According to the study, firms with rapid growth, weaker corporate governance and weaker internal controls “were less likely to use their internal whistle-blowing system.”

If a company’s governance practices included staggered terms for board directors, limited shareholder rights and golden parachute payments for senior executives, these traits correlated with lower firm valuations.

“It’s somewhat easy to distinguish which firms are less concerned about whistle-blowing because their management is more ‘entrenched,’” Welch said, referring to companies with those poorer governance traits. “Thus, entrenchment can probably be used by investors as a proxy for the volume of internal reporting.”

According to Welch, firms with weak corporate governance are more likely to have executives powerful enough to stifle dissenting voices and internal reporting.

Firms with less reporting also tended to engage in more earnings techniques that inflate financial performance. For example, the lower the measured hotline usage within a company, the more likely a company was to use discretionary accruals to make judgments on cash flows, behavior associated with earnings management and manipulation.

Companies that more actively used the internal reporting system, however, saw fewer lawsuits filed against them and smaller awards and settlements.

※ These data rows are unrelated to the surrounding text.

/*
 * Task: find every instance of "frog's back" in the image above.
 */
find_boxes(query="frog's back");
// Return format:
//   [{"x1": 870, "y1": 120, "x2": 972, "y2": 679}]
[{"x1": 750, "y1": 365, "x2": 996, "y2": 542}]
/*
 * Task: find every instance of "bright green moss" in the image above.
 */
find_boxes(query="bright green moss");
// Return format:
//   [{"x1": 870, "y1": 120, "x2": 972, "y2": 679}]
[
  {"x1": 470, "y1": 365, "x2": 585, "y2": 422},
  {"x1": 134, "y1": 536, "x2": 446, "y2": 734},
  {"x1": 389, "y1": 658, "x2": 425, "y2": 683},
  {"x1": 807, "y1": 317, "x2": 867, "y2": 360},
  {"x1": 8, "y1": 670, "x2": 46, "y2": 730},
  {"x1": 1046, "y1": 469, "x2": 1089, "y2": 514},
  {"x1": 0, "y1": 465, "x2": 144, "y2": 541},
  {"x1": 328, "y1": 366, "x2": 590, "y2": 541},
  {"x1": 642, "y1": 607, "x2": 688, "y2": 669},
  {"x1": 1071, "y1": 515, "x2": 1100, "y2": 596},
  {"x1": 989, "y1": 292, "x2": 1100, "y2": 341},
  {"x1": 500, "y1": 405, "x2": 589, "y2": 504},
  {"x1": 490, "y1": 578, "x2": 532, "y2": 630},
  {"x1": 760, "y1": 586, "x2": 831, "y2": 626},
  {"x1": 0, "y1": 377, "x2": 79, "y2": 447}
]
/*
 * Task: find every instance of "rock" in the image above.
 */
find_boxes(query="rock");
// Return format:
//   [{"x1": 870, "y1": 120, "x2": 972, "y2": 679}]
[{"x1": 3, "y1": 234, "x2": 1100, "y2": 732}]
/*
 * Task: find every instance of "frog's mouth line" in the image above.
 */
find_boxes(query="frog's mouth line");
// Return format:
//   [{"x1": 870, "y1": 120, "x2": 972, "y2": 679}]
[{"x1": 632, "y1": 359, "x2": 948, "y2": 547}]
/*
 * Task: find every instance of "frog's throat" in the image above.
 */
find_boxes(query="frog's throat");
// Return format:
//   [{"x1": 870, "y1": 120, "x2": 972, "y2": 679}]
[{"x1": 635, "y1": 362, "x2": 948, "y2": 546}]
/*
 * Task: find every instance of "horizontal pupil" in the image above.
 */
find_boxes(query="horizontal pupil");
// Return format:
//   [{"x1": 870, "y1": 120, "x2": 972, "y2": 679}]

“The average settlement is actually approximately 20 percent less for firms that were more engaged in internal reporting,” said Welch. “The relationship is pretty strong.”

Firms that don’t have robust and active whistle-blowing systems may instead pay the price other ways—by having their internal issues exposed in a negative news story or in the filing of a claim, said Welch.

“For most managers and directors right now, receiving zero internal reports isn’t a problem—but it’s easy to get zero reports by not telling anyone about the system,” said Welch. “The data we have says that the more reports you get, the more active your system, the better.